After a four-year absence from the stock market, Carbacid Investments and BOC Ltd marked a return to the Nairobi Stock Exchange on Wednesday amid high demand for the firms’ shares.

Trading in both BOC and Carbacid shares had been suspended since December 2005, due to a proposed merger that hung in the balance until it finally flopped last month with BOC throwing in the towel.

It was Carbacid’s shares that, however, stole the limelight yesterday jumping by 72 per cent to stand at Sh236.

Stock dealers say there was huge demand for both shares with little or no supply during the trading session in what is seen as sellers taking a wait and see approach to gauge what value the market places on the stocks after years on the sidelines.

“Investors seem to be observing both companies and the direction the share prices will take in coming days,” said Ms Gladwell Kairo, a dealer at Suntra Investment Bank.

The highest bid for BOC came in for 100,000 shares at an unchanged offer price of Sh160, with no sellers coming through to match any of the bids.

Carbacid, on the other hand, saw a bid of 200,000 shares at a price of Sh207 with no matching sales apart from a wildcard offer for the sale of 500 shares at Sh250.

At the date of suspension back in 2005, BOC was valued at Sh160 per share while Carbacid was placed at Sh137.

But a change in fortunes for both companies in recent years, which have seen Carbacid’s earnings grow faster than BOC’s, is likely to be the reason behind the higher premium currently placed on Carbacid’s shares.

The attraction

“The carbonated drinks market has been doing very well and the market is growing,” said Mr Rogers Kinoti, a senior fund manager at ICEA Asset Management in a previous interview with Business Daily.

At the core of Carbacid’s success has been the growing demand for beer and fizzy soft drinks in the Kenyan and regional markets.

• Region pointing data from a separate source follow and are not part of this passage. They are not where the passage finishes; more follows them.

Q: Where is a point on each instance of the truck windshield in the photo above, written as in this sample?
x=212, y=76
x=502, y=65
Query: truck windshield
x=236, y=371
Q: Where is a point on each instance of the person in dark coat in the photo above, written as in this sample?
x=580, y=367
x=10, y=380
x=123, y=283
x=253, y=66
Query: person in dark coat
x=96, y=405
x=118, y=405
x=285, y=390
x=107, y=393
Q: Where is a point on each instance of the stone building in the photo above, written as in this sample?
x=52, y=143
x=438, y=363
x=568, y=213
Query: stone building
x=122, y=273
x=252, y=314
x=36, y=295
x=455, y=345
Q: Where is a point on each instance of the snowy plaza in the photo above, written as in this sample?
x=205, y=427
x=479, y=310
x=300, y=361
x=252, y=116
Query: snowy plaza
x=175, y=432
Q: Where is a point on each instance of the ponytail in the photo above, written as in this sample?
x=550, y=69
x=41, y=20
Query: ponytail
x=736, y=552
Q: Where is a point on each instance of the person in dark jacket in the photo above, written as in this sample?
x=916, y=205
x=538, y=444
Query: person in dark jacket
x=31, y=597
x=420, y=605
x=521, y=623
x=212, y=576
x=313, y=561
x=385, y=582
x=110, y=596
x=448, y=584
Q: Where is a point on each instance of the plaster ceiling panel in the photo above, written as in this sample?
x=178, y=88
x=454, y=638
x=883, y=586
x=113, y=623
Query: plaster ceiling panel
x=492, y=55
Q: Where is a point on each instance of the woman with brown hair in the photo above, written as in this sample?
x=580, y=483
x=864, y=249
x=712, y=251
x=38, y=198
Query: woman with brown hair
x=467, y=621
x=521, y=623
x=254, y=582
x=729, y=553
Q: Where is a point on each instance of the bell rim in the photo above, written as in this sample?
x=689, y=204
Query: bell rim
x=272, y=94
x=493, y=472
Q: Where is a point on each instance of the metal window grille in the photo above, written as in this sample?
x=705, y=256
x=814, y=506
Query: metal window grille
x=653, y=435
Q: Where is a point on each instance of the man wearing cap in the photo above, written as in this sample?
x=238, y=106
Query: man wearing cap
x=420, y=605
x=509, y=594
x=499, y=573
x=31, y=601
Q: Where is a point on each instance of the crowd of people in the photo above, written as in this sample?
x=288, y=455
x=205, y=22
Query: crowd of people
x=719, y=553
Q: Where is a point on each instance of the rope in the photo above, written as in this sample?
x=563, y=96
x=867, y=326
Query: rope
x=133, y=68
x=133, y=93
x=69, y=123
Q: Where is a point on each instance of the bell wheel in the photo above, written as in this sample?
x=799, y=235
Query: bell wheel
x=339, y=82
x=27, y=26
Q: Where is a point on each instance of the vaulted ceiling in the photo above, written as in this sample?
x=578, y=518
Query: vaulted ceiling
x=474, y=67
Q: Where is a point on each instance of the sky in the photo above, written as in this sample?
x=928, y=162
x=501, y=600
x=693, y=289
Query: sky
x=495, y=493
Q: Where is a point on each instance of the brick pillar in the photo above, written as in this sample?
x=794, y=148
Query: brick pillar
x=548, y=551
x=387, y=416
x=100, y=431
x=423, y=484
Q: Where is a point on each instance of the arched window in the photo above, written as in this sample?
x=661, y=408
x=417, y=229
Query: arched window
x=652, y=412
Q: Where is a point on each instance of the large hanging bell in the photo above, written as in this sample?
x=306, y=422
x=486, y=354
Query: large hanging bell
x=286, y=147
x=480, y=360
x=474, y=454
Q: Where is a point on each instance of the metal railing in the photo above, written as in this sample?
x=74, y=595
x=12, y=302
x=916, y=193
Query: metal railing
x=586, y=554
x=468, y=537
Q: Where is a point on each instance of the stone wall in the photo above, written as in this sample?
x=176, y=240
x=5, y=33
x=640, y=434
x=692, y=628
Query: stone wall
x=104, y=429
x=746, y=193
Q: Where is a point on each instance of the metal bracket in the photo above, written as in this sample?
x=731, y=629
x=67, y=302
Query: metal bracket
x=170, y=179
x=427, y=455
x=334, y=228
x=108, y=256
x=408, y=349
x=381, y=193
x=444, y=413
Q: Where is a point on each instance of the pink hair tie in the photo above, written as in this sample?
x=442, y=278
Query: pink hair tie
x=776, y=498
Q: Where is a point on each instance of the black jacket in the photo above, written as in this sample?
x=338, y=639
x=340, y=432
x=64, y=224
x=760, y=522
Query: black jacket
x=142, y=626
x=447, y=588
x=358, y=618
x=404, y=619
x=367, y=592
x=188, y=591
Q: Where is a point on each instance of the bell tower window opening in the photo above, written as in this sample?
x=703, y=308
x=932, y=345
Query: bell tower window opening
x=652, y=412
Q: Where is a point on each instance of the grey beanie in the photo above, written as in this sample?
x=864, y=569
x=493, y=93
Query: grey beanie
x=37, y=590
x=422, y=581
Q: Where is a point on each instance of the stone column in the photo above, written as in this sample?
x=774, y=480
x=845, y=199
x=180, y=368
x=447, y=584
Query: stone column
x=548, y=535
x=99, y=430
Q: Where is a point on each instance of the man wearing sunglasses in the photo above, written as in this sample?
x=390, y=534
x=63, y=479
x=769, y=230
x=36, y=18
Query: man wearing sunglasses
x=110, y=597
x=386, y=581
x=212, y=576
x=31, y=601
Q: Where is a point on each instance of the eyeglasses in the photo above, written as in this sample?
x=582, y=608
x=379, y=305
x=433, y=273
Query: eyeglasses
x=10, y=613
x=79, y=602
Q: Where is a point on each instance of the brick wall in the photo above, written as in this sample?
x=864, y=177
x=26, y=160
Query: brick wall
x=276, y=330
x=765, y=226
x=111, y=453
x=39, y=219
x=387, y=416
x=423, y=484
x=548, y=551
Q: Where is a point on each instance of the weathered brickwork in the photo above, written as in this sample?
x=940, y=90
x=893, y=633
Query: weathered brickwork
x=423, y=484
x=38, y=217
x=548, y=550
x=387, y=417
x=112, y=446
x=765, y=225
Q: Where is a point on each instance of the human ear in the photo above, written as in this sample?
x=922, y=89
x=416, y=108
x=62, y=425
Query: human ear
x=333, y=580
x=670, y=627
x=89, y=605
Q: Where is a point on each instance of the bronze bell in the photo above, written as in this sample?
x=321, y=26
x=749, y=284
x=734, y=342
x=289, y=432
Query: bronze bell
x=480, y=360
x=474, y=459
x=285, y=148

In the East Africa region, Carbacid is the only manufacturer of carbon dioxide which is a key component in the production of beer and carbonated soft drinks.

It is this stranglehold on the carbon dioxide business, with an estimated market share of 95 per cent, that ignited BOC’s interest for a takeover of Carbacid back in 2005.

The major part of BOC’s business falls under production and sale of gas and welding products with results from other sources comprising of less than eight per cent of the total results of the group.